There is a belief in some circles that it is these affordable plug-in hybrids that are going to really start eating into the market share of full ICE vehicles in China. There is also a strong belief that many families who do not yet own cars in China may be more comfortable starting with a plug-in hybrids than full BEVs for now. Perhaps this is one of the reasons BYD is continuing with its range of “Super Hybrids” in the DM-i and DM-p series. Currently, these DM (Dual Mode) models make up just over 50% of BYD sales. The response to the new Qin Plus DM-i has been quite good, as apparently BYD received over 15,000 orders of this model very quickly after the launch.

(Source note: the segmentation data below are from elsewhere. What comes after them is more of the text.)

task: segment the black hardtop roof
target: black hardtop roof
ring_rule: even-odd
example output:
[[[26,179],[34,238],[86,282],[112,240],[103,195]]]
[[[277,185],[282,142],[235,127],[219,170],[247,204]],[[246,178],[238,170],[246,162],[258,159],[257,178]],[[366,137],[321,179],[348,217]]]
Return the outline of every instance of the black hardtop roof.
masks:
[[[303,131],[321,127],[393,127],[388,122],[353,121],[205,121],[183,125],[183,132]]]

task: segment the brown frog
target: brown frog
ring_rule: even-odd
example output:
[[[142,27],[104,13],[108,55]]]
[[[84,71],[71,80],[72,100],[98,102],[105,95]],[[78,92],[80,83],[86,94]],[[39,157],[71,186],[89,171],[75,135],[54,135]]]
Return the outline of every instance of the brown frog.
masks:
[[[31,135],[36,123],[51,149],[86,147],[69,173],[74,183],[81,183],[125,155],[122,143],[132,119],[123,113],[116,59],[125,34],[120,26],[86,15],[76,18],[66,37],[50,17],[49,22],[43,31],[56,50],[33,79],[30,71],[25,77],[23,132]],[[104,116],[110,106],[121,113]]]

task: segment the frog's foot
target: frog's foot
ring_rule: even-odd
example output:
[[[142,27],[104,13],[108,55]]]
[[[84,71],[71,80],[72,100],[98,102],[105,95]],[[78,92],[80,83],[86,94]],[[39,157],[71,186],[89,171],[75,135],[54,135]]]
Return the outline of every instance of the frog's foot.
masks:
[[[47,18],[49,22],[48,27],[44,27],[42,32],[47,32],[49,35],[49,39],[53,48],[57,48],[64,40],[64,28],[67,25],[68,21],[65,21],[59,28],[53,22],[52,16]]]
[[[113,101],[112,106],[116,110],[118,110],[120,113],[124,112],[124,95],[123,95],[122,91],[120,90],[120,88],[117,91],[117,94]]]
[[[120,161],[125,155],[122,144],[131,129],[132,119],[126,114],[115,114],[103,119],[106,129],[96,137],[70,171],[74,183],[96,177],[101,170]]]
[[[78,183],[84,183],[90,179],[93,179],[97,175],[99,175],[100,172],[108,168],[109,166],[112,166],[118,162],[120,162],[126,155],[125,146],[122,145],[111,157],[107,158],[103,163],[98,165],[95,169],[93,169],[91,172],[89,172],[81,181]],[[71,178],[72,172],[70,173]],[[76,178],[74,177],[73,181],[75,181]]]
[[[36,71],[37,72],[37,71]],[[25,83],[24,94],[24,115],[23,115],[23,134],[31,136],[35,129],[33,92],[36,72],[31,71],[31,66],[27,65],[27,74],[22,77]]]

Back to the full-BEV Qin Plus EV: The BYD Qin Plus EV Champion Edition was launched last week in China. It comes with a high-efficiency heat pump as standard. The electric motor has been upgraded to 150 kW. So, you can get a full BEV with a heat pump, with a 150 kW motor, and with a 57.6 kWh Blade battery for just $20,350 in China. This should be a hit with taxi companies and rideshare drivers as well as car rental companies at this pricing.
Remember that a 40 kWh Nissan Leaf with a 110 kW motor starts from around £28,995 ($36,000) in the UK and around 196,500 yuan ($28,699) in China. So that means the 48 kWh Qin Plus EV sedan that starts from $18,750 is a whopping $9,949 cheaper than the Leaf! The original 24 kWh Nissan Leaf was one of the leaders of the EV revolution when it was released over a decade ago. The gap in pricing between the second-generation 40 kWh Leaf and the new Qin Plus EV Champion Edition goes to show how far BEVs have come in such a short time — since the second-generation Leaf was released a few years ago.
Although the world is more obsessed with SUVs and crossovers now, these new affordable sedans could perhaps spark a new era for the sedan if rolled out globally at prices that are lower than comparable ICE sedans in those respective markets. Perhaps we also need more BEVs in other segments, like the compact hatchback segment — such as the new BYD e2 BEV to be rolled out globally. It’s great to see that more BEVs are now being launched at prices lower than comparable ICEVs in China. Now we hope to see this replicated globally as quickly as practically possible. BYD is working hard to play its part in this mission. BYD is planning to sell 3.6 million vehicles this year. Just over 50% of those will probably be plug-in hybrids. BYD is also hoping to sell about 800,000 EVs in the export market year. Other manufacturers are also ramping up production and export volumes, including Tesla and SAIC.
Perhaps some of the other Chinese OEMs should also really start to accelerate export expansion plans given the ongoing “price war” and competition in their home market. There are many markets around the world — for example, Australia, where there is demand for more EVs but the market is very supply constrained. Of course, Chinese EVs will cost a lot more in other countries due to local taxes and other shipping and distribution costs, but they will still provide consumers in those markets with a wider pool of EVs to choose from. Countries such as South Africa are also starved of more affordable EVs and could be decent markets for these OEMs to look at, especially for these more affordable sedans and hatchbacks. Of course, it’s not all about China. Other OEMs from South Korea, Europe, etc. should also be thinking about accelerating any overseas expansion plans for their range of EVs.
The EV industry has moved on now from the era where most needed to focus on high-performance, high-margin models to fuel their growth to the present day market where we see mass production of basic plain vanilla EV sedans that are competitively priced with similar basic ICE sedans. Exciting times ahead in the auto sector!